Chiediamo che l’Amministrazione comunale accolga le istanze e le offerte di collaborazione da parte di altri professionisti (si vedano le disponibilità offerte da docenti e tecnici della facoltà di Agraria dell’Università di Sassari e di studiosi del CNR) e chieda urgentemente ai progettisti di aderire ad un nuovo approccio ideativo allo scopo di studiare la soluzione alternativa tenendo conto delle criticità del progetto da loro presentato.

CRITICITA

1)      Il vero problema sono i due TERRAPIENI di Viale Trento e Viale Trieste che attraversano perpendicolarmente la valle del Fosso della Noce, creando in tale modo due sbarramenti che eviterebbero, in caso di piogge eccezionali, il deflusso delle acque che non fossero drenate dal fondo valle.

“In caso di piena non esistono degli sfoghi. Quindi l’unica maniera per consentire all’acqua di defluire e non continuare ad accumularsi nella conca è aprire dei varchi. Bisognerebbe ritagliare delle aperture nei terrapieni di una decina di metri di diametro e inserire uno scatolone in calcestruzzo. Questo semplice accorgimento, tra l’altro non particolarmente oneroso, aumenterebbe il livello di sicurezza idraulica”.
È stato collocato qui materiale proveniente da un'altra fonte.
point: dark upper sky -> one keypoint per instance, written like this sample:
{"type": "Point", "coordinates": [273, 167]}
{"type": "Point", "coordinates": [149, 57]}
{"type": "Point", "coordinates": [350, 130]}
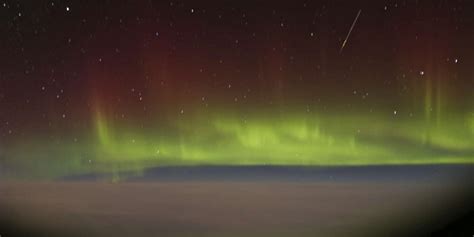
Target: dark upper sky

Lo dicevano 10 anni fa gli stessi progettisti che invece, oggi, propongono il canalone contestato!

La soluzione progettuale prevede invece l’apertura - nei due terrapieni e per il passaggio dello scarico - di un tubolare del diametro di metri due e cinquanta che appare sottodimensionato davanti alla portata  del canalone di sette metri.

2)      Il gravissimo danno ambientale è una certezza: radere al suolo tutta la vegetazione nel fondo valle per la lunghezza di ottocento metri e una larghezza indicativa di dieci metri (compresa una futura pista ciclabile di 3 metri ora non finanziata coi fondi reperiti) significa distruggere la più significativa parte della vegetazione arborea e arbustiva matura, che costituisce il maggior polmone verde sopravvissuto nei quartieri limitrofi, capace di purificare l’aria creando anche un microclima, accertato dagli studiosi, che risponde alla mitigazione del calore estivo e smorzamento degli eventi piovosi.  Rasa al suolo tutta la vegetazione si prevede di sventrare la valle con uno scavo di varie profondità e larghezze, lungo gli ottocento metri di tutta la valle urbana  che costituisce  il prezioso habitat del centro città.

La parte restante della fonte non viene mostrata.